Maithreyi Seetharaman :

"Pensez-vous vraiment que les inégalités aient un effet sur la croissance des économies ?"

Luca Visentini :

"Absolument ! Elles nuisent à la productivité, à la compétitivité, à la performance du marché du travail... C'est dommage que les Etats doivent dépenser beaucoup d'argent pour soutenir les travailleurs précaires, ceux qui ne peuvent pas toucher leur retraite à la fin de leur carrière, ceux qui n'ont pas les allocations chômage, ceux qui sont avec leur famille dans une situation de pauvreté... Il est certain que ces personnes-là doivent être soutenues par l'aide publique, mais cela réduit les ressources disponibles pour l'investissement. C'est un cercle vicieux qui détruit le potentiel de croissance des économies."

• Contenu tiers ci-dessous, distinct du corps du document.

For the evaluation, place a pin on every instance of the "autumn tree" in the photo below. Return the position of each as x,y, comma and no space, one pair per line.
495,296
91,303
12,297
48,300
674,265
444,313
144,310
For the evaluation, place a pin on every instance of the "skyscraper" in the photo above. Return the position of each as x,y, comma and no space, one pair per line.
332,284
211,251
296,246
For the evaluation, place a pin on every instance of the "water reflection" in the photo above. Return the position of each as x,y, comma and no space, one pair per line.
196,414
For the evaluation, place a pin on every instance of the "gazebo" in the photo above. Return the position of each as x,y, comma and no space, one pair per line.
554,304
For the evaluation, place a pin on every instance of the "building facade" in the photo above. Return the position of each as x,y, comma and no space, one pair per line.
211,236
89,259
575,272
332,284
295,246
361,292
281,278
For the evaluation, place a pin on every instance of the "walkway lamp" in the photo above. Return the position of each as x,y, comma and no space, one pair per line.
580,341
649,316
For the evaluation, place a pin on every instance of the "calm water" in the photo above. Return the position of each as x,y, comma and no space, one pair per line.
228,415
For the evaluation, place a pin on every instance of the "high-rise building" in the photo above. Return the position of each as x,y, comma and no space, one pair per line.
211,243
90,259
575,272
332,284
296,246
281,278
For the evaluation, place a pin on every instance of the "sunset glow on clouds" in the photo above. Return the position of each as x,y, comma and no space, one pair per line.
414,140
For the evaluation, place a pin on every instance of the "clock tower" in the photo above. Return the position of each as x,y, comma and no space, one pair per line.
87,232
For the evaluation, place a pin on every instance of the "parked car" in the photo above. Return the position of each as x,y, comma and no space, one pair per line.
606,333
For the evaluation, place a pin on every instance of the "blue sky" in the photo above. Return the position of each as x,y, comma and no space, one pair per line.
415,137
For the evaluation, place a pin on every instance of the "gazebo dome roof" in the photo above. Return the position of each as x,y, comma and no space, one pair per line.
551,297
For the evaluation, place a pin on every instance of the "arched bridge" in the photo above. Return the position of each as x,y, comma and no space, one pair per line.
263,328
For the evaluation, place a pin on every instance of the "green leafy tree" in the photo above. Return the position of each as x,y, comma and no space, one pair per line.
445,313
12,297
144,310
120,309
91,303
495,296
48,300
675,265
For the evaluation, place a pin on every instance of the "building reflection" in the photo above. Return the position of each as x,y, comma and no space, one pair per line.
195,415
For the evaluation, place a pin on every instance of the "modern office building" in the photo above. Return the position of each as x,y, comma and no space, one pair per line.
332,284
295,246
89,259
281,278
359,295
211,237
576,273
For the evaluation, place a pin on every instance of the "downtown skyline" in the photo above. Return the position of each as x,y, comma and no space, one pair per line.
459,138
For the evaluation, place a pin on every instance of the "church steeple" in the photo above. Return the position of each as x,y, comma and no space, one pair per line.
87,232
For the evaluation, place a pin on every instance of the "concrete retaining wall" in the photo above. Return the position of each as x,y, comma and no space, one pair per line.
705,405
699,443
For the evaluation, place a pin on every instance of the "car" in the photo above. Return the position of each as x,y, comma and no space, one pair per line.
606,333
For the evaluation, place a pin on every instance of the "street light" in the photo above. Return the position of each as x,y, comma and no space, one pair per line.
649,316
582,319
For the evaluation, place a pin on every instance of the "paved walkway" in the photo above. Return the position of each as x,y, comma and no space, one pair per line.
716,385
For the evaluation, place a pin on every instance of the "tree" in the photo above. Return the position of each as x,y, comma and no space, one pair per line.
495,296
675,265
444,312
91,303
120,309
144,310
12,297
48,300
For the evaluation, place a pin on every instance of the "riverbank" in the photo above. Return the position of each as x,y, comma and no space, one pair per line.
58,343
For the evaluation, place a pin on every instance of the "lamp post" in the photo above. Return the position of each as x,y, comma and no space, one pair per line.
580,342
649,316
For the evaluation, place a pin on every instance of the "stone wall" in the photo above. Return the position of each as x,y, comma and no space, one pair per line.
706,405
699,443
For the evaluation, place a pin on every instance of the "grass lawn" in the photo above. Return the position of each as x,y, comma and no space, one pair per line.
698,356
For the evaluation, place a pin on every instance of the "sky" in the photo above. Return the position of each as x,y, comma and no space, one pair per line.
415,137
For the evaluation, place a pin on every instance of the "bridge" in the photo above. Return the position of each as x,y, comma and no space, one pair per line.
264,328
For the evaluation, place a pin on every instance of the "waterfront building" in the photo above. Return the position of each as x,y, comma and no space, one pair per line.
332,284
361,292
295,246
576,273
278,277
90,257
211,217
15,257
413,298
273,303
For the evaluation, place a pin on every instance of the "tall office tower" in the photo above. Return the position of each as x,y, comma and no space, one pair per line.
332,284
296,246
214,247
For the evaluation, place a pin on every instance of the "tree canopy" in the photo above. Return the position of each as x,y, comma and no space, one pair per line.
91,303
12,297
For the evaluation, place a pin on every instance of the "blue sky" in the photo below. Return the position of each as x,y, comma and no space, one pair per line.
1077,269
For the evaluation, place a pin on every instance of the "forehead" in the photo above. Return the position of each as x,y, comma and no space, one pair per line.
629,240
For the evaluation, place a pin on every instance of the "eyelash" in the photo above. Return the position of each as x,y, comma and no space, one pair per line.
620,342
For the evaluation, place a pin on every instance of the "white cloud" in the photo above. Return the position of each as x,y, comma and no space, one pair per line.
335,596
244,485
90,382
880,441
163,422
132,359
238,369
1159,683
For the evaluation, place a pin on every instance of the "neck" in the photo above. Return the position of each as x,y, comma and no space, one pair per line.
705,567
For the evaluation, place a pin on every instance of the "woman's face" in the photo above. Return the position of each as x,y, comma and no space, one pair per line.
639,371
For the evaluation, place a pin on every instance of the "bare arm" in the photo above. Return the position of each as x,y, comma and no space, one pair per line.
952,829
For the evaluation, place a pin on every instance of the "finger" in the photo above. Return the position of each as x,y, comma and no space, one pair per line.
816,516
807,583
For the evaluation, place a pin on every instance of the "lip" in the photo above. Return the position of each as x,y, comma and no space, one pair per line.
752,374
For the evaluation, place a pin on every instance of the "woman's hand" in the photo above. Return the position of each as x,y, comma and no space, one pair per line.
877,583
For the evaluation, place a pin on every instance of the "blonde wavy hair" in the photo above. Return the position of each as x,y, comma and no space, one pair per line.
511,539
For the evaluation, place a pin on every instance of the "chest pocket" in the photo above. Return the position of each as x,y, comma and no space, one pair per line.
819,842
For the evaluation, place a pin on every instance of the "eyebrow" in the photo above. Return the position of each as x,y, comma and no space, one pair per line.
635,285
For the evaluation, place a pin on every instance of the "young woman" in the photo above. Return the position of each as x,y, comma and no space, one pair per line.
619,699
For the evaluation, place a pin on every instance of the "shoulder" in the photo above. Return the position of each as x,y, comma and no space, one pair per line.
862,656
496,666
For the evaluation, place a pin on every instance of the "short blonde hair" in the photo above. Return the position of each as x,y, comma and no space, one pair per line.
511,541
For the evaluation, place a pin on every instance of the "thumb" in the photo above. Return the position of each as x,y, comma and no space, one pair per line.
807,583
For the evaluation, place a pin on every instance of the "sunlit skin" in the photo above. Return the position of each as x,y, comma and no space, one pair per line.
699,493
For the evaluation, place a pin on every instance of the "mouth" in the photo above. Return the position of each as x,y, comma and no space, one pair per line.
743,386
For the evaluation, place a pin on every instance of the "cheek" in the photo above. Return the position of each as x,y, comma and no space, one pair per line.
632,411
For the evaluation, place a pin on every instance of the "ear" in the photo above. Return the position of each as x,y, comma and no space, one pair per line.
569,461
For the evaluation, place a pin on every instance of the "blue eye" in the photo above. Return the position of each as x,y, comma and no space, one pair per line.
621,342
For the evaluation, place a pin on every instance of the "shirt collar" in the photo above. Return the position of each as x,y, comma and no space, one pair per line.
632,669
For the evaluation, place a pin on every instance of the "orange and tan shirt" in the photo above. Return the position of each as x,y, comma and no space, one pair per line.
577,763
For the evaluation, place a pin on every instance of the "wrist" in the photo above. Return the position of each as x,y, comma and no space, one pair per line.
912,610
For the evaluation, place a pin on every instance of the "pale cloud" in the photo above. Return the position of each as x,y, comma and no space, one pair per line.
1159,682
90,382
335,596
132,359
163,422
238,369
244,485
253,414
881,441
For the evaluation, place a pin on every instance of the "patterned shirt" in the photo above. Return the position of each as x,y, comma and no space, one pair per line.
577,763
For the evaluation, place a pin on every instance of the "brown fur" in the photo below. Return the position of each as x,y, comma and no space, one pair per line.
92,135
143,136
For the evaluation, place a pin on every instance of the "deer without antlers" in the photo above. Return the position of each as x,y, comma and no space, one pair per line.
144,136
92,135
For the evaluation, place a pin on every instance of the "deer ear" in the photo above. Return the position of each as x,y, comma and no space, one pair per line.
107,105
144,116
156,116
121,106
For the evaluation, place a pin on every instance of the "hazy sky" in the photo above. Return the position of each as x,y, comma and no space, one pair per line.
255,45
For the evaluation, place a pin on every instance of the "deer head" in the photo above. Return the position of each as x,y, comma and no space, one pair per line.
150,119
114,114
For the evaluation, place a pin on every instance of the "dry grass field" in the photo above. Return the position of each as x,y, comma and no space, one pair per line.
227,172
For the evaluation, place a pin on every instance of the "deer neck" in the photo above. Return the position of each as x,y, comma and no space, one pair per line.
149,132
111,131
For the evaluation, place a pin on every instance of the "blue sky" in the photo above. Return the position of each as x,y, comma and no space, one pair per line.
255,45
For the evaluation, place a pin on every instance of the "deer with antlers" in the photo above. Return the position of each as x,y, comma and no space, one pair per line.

"Les dispositifs de négociation collective ont été attaqués pendant la crise"

Maithreyi Seetharaman :

"Selon vous, le problème est-il aussi lié à une fragilisation de la négociation collective à travers l'Europe ?"

Luca Visentini :

"Le problème, ce n'est pas que les syndicats seraient moins forts, c'est que les dispositifs de négociation collective ont été attaqués par les mesures d'austérité pendant la crise et le fait qu'ils aient été démantelés a fragilisé les syndicats, mais aussi les organisations d'employeurs. Et quand les partenaires sociaux sont faibles, c'est très difficile d'accompagner l'évolution des économies pour aller vers une réduction des inégalités."

Maithreyi Seetharaman :

"On comprend que vous disiez cela en tant que chef de file des syndicats en Europe. Mais si on se place au niveau international, la mondialisation met par définition, les salaires sous pression..."

Luca Visentini :

_"Dans les coûts de production et d'exportation, la part représentée par les salaires est très faible - de 5 à 15% -. Tout le reste, c'est de l'investissement : dans les technologies, l'innovation, la numérisation, l'automatisation des procédures, la qualité de la production... _Cela fait la différence en termes de compétition mondiale. Les exportations ne représentent que la moitié du tableau, l'autre moitié, c'est la consommation intérieure.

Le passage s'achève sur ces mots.